Soundtrack album by various artists
- Released: June 28, 1994
- Length: 50:04
- Label: 20th Century Fox
- Producer: Ralph Sall

= Speed (soundtrack) =

Speed: Songs from and Inspired by the Motion Picture is the soundtrack to the 1994 action film Speed directed by Jan de Bont, starring Keanu Reeves and Sandra Bullock. It was distributed by 20th Century Fox Records on June 28, 1994, featuring selections of songs from and inspired by the film. It was commercially successful in Japan, selling 100,000 copies and was certified Gold by the Recording Industry Association of Japan (RIAJ).

== Background ==
In early 1994, producer Mark Gordon chose record producer Ralph Sall as the music supervisor for the film and its soundtrack. He was tasked to curate a concept album with a compilation of various songs from different eras and genres and featured a diverse range of artists, that would be similar to the film's genre. Thus, the resulting soundtrack consisted of songs mostly about speed, cars and travelling.
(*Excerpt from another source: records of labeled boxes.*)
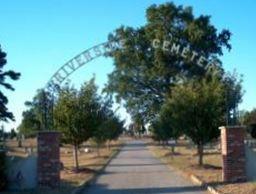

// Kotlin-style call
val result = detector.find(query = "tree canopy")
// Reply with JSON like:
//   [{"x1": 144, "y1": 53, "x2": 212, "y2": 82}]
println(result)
[
  {"x1": 106, "y1": 3, "x2": 231, "y2": 121},
  {"x1": 0, "y1": 46, "x2": 20, "y2": 122}
]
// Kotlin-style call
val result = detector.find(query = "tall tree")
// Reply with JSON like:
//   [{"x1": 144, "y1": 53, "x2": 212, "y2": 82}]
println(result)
[
  {"x1": 0, "y1": 46, "x2": 20, "y2": 122},
  {"x1": 164, "y1": 74, "x2": 225, "y2": 165},
  {"x1": 106, "y1": 3, "x2": 231, "y2": 122},
  {"x1": 54, "y1": 79, "x2": 100, "y2": 171}
]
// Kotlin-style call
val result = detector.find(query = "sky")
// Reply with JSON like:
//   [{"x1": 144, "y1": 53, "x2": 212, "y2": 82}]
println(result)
[{"x1": 0, "y1": 0, "x2": 256, "y2": 130}]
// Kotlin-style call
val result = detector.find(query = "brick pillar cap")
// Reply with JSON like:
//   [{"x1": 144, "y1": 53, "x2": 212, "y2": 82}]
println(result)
[{"x1": 219, "y1": 125, "x2": 246, "y2": 130}]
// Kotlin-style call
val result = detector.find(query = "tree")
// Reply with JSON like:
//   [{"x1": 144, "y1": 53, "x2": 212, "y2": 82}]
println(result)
[
  {"x1": 18, "y1": 89, "x2": 53, "y2": 136},
  {"x1": 165, "y1": 77, "x2": 225, "y2": 165},
  {"x1": 105, "y1": 3, "x2": 231, "y2": 122},
  {"x1": 10, "y1": 129, "x2": 17, "y2": 139},
  {"x1": 0, "y1": 46, "x2": 20, "y2": 122},
  {"x1": 223, "y1": 71, "x2": 243, "y2": 125},
  {"x1": 243, "y1": 109, "x2": 256, "y2": 138},
  {"x1": 54, "y1": 79, "x2": 100, "y2": 171}
]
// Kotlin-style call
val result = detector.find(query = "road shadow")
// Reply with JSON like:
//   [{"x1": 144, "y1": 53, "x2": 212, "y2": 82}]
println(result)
[{"x1": 84, "y1": 184, "x2": 204, "y2": 194}]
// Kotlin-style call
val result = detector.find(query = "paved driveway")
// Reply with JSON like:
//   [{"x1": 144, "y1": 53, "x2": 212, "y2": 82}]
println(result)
[{"x1": 84, "y1": 141, "x2": 205, "y2": 194}]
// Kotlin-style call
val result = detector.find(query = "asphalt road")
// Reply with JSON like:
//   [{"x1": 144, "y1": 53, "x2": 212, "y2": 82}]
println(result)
[{"x1": 83, "y1": 141, "x2": 206, "y2": 194}]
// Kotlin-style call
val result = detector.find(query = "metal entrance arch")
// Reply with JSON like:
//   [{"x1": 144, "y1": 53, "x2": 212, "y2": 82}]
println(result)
[{"x1": 42, "y1": 40, "x2": 124, "y2": 131}]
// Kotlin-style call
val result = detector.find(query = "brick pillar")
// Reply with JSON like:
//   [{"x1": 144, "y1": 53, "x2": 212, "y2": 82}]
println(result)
[
  {"x1": 219, "y1": 126, "x2": 246, "y2": 182},
  {"x1": 37, "y1": 131, "x2": 60, "y2": 188}
]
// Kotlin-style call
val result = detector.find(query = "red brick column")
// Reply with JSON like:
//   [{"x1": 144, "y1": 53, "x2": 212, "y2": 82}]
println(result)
[
  {"x1": 37, "y1": 131, "x2": 60, "y2": 188},
  {"x1": 219, "y1": 126, "x2": 246, "y2": 182}
]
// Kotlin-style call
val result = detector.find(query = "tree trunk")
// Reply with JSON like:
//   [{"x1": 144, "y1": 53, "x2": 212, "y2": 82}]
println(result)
[
  {"x1": 18, "y1": 139, "x2": 22, "y2": 148},
  {"x1": 197, "y1": 144, "x2": 204, "y2": 166},
  {"x1": 73, "y1": 145, "x2": 79, "y2": 172}
]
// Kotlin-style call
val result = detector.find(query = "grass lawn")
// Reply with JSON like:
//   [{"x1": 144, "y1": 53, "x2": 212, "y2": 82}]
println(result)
[
  {"x1": 149, "y1": 139, "x2": 256, "y2": 194},
  {"x1": 1, "y1": 139, "x2": 122, "y2": 194}
]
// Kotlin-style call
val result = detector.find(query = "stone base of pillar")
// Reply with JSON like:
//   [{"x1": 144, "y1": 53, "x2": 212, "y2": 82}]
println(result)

Michael Kamen was initially considered to do the score of the movie, however De Bont chose Mark Mancina, who at the time worked in some Hans Zimmer scores like Days of Thunder, Where Sleeping Dogs Lie and True Romance.

"Speed" is the main title song composed and recorded specifically for the film by singer-songwriter Billy Idol, which was a chart-topping success upon release.

== Reception ==
Leslie Mathew of AllMusic summarized that: "Speed was one of most entertaining movies of the '90s, and the soundtrack is a very worthy companion piece." Ty Burr of Entertainment Weekly criticized it as "a cynical album that feels like it was packaged by out-of-touch Hollywood ponytails" and assigned a D+ rating.

== Track listing ==

Speed (Songs from and Inspired by the Motion Picture) track listing
| No. | Title | Artist(s) | Length |
|---|---|---|---|
| 1. | "Speed" | Billy Idol, Steve Stevens | 4:22 |
| 2. | "A Million Miles Away" | The Plimsouls | 3:41 |
| 3. | "Soul Deep" | Gin Blossoms | 3:06 |
| 4. | "Let's Go for a Ride" | Cracker | 3:07 |
| 5. | "Go Outside and Drive" | Blues Traveler | 4:51 |
| 6. | "Crash" | Ric Ocasek | 5:05 |
| 7. | "Rescue Me" | Pat Benatar | 3:01 |
| 8. | "Hard Road" | Rod Stewart | 4:28 |
| 9. | "Cot" | Carnival Strippers | 5:23 |
| 10. | "Cars ('93 Sprint Remix)" | Gary Numan | 4:02 |
| 11. | "Like a Motorway" | Saint Etienne | 5:43 |
| 12. | "Mr. Speed" | Kiss | 3:17 |
| Total length: |  |  | 50:04 |

== Chart performance ==

Chart performance for Speed (Songs from and Inspired by the Motion Picture)
| Chart (1994) | Peak position |
|---|---|
| Australian Albums (ARIA) | 41 |
| Japanese Albums (Oricon) | 1 |
| UK Albums (Official Charts) | 65 |
| UK Compilation Albums (Official Charts) | 45 |
| US Billboard 200 | 32 |

== Certifications ==

Certifications for Speed (Songs from and Inspired by the Motion Picture)
| Region | Certification | Certified units/sales |
| Japan (RIAJ) | Gold | 100,000^{^} |
^{^} Shipments figures based on certification alone.